The Tánaiste, Mary Harney, told the Dáil this morning that the Minister for Justice, John O'Donoghue, has not seen the Garda report into the shooting of John Carthy which has now been completed and is being studied by the Garda Commissioner. Mary Harney condemned what she said appeared to be the selective leaking of the report. She said that it was highly inappropriate that a report of this kind should be leaked in this way.

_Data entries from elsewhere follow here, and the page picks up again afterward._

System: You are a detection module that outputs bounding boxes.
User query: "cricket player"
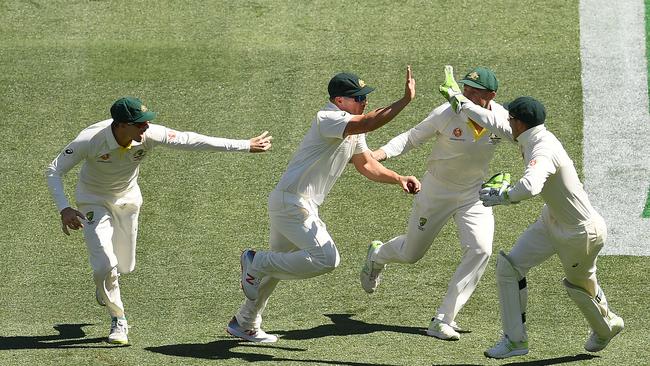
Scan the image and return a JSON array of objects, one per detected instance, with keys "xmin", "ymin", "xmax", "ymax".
[
  {"xmin": 226, "ymin": 66, "xmax": 420, "ymax": 342},
  {"xmin": 440, "ymin": 68, "xmax": 624, "ymax": 358},
  {"xmin": 45, "ymin": 97, "xmax": 272, "ymax": 344},
  {"xmin": 360, "ymin": 67, "xmax": 508, "ymax": 340}
]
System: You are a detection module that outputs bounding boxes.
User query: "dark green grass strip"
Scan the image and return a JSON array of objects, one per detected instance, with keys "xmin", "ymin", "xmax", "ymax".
[{"xmin": 641, "ymin": 188, "xmax": 650, "ymax": 219}]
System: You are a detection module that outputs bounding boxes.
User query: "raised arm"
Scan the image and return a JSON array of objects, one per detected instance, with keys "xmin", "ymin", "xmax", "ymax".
[
  {"xmin": 352, "ymin": 151, "xmax": 421, "ymax": 194},
  {"xmin": 343, "ymin": 66, "xmax": 415, "ymax": 137}
]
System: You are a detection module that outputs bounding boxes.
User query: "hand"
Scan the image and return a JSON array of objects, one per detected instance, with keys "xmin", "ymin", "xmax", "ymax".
[
  {"xmin": 478, "ymin": 173, "xmax": 512, "ymax": 207},
  {"xmin": 370, "ymin": 149, "xmax": 388, "ymax": 161},
  {"xmin": 399, "ymin": 175, "xmax": 422, "ymax": 194},
  {"xmin": 248, "ymin": 131, "xmax": 273, "ymax": 153},
  {"xmin": 438, "ymin": 65, "xmax": 468, "ymax": 113},
  {"xmin": 61, "ymin": 207, "xmax": 86, "ymax": 235},
  {"xmin": 404, "ymin": 65, "xmax": 415, "ymax": 102}
]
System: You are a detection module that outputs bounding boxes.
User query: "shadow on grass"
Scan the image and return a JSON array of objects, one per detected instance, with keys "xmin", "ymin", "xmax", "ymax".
[
  {"xmin": 504, "ymin": 353, "xmax": 600, "ymax": 366},
  {"xmin": 273, "ymin": 314, "xmax": 426, "ymax": 340},
  {"xmin": 0, "ymin": 324, "xmax": 115, "ymax": 350},
  {"xmin": 145, "ymin": 338, "xmax": 388, "ymax": 366},
  {"xmin": 145, "ymin": 314, "xmax": 416, "ymax": 366}
]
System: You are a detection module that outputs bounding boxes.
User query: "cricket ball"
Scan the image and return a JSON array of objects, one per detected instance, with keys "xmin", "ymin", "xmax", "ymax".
[{"xmin": 406, "ymin": 182, "xmax": 415, "ymax": 193}]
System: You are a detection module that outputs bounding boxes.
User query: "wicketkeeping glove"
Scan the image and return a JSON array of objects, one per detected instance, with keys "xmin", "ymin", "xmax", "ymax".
[
  {"xmin": 438, "ymin": 65, "xmax": 468, "ymax": 113},
  {"xmin": 478, "ymin": 173, "xmax": 512, "ymax": 207}
]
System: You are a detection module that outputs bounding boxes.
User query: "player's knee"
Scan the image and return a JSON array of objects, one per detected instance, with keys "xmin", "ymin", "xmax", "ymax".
[
  {"xmin": 311, "ymin": 243, "xmax": 341, "ymax": 273},
  {"xmin": 117, "ymin": 263, "xmax": 135, "ymax": 274},
  {"xmin": 496, "ymin": 251, "xmax": 525, "ymax": 279},
  {"xmin": 402, "ymin": 252, "xmax": 424, "ymax": 264}
]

Over the past two months, more than 200 people were interviewed as part of Chief Superintendent Adrian Culligan's investigation into the fatal shooting at Abbeylara. RTÉ News has learned that the Culligan report has found that John Carthy died after he was shot four times. The first two single shots hit him in the legs, the third in the lower back, while the fourth, final and fatal shot entered his back and punctured his heart. The report says that Mr Carthy came out of the house and breached his loaded shotgun. He was called on repeatedly to put the gun down. He was shot after he had snapped the gun shut and breached the first garda cordon at the gate and continued walking up the road. It is understood that the report has vindicated the decision not to allow Mr Carthy's sister Marie into the house when he refused to take phone calls, but that the Gardaí should have done more to contact the solicitor Michael Finucane, whom Mr Carthy had asked to speak to.